Psychosoziale Lage spitzt sich zu

Die psychosoziale Lage auf dem seit zehn Tagen vor der italienischen Küste festsitzenden Schiff eskaliert immer weiter. So berichtet Sea-Eye von Selbstverletzungen von Schutzsuchenden. Als drei besonders betroffene Schutzsuchende evakuiert werden sollten, kam es zu dramatischen Szenen. Der Einsatzleiter von Sea-Eye, Jan Ribbeck, berichtete „Die Menschen sind total verzweifelt und werden seit 10 Tagen auf der Alan Kurdî festgehalten. Sie deuteten an, ins Wasser springen zu wollen, um die italienischen Boote zu erreichen. Sie ließen sich kaum beruhigen.“ Glücklicherweise konnte die Evakuierung dennoch erfolgen.
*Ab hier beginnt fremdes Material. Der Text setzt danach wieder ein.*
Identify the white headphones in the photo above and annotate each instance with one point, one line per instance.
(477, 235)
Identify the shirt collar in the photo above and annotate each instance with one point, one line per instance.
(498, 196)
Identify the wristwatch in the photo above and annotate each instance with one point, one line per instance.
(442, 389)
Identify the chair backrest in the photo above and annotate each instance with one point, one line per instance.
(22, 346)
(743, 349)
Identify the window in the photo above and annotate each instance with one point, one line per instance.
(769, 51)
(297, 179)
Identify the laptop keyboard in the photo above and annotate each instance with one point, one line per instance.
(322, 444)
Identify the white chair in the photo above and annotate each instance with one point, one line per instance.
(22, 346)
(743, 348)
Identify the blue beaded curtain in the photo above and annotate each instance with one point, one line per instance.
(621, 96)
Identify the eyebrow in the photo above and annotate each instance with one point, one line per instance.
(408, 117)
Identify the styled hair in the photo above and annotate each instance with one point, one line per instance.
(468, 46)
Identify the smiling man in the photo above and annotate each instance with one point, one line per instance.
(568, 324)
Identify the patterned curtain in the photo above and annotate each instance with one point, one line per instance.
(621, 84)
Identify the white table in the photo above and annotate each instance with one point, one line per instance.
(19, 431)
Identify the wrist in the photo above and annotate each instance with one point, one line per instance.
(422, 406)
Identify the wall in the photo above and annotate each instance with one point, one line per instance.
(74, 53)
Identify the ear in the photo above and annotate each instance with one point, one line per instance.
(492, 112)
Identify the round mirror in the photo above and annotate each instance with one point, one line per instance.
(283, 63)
Bisher kein Termin für Evakuierung

Die italienische Verkehrsministerin hatte am Sonntag die Evakuierung der Schutzsuchenden auf ein größeres Schiff angekündigt, bis jetzt ist allerdings nichts in der Hinsicht geschehen. Eine konkrete Information über Ort und Zeitpunkt der Evakuierung kommt weder aus Rom noch aus Berlin. „Die italienischen Behörden sind weiter bei der Vorbereitung eines Schiffes, auf das die 149 Personen verlegt werden können“, teilte das Auswärtige Amt am Mittwochabend der Einsatzleitung von Sea-Eye mit. Über den Zeitpunkt könne aber keine Auskunft erteilt werden.

Fast 190 Schutzsuchende sitzen auf Rettungsbooten fest

Die Häfen von Italien, Malta und Libyen sind geschlossen. 149 Menschen auf der „Alan Kurdî“ und 43 Menschen auf dem spanischen Rettungsschiff „Aita Mari“ werden weiterhin ein sicherer Hafen verwehrt. Für mehrere Seenotfälle übernahm am Osterwochenende keine Rettungsleitstelle Verantwortung.
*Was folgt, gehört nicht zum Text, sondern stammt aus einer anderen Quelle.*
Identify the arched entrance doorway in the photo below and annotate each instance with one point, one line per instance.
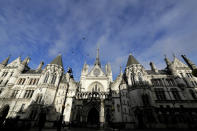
(93, 117)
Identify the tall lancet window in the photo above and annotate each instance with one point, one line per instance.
(53, 79)
(96, 89)
(46, 77)
(132, 79)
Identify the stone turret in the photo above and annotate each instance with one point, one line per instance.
(170, 66)
(40, 66)
(108, 71)
(26, 60)
(97, 62)
(85, 69)
(153, 67)
(5, 62)
(191, 65)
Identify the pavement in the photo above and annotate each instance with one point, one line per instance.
(109, 129)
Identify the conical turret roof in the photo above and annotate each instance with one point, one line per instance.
(58, 61)
(131, 60)
(5, 62)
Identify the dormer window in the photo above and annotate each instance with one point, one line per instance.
(46, 78)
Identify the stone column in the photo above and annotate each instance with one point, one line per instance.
(102, 115)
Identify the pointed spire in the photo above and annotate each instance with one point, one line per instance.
(167, 61)
(5, 62)
(58, 60)
(97, 62)
(131, 60)
(153, 67)
(189, 62)
(26, 60)
(40, 66)
(121, 70)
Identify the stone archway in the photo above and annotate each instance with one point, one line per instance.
(93, 116)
Sea-Eye: „Erbarmungsloser Umgang mit Flüchtenden politischer EU-Konsens“

Gordon Isler, Vorsitzender von Sea-Eye, erklärt dazu: „Der erbarmungslose Umgang mit Flüchtenden scheint derzeit an allen Grenzen der EU politischer Konsens zu sein. Menschen im Mittelmeer ertrinken zu lassen, ist kein neues Phänomen und kann deshalb nicht allein mit Corona begründet werden. Die gesteigerte Brutalität gegen Flüchtende und die neue Härte gegen Rettungsorganisationen kann nur mit dem Versuch der abschreckenden Wirkung erklärt werden. Ein solidarisches Verhalten der EU-Mitgliedsstaaten gegenüber Italien und Malta ist längst überfällig.“

Sea-Eye

Der Verein Sea-Eye e. V. wurde 2015 in Regensburg gegründet. In den ersten Vereinsjahren retteten die ehrenamtlichen Crews mit den umgerüsteten Fischkuttern „Sea-Eye“ und „Seefuchs“ mehreren tausend Menschen das Leben. Im Sommer 2018 entschied der Verein, ein neues Schiff unter deutscher Flagge in den Einsatz zu senden. Die „Alan Kurdi“ war das erste Schiff einer Hilfsorganisation im zentralen Mittelmeer unter der Bundesflagge. Insgesamt beteiligten sich über 1.000 ehrenamtliche Crewmitglieder in über 70 Missionen an der Rettung von 15.056 Menschen.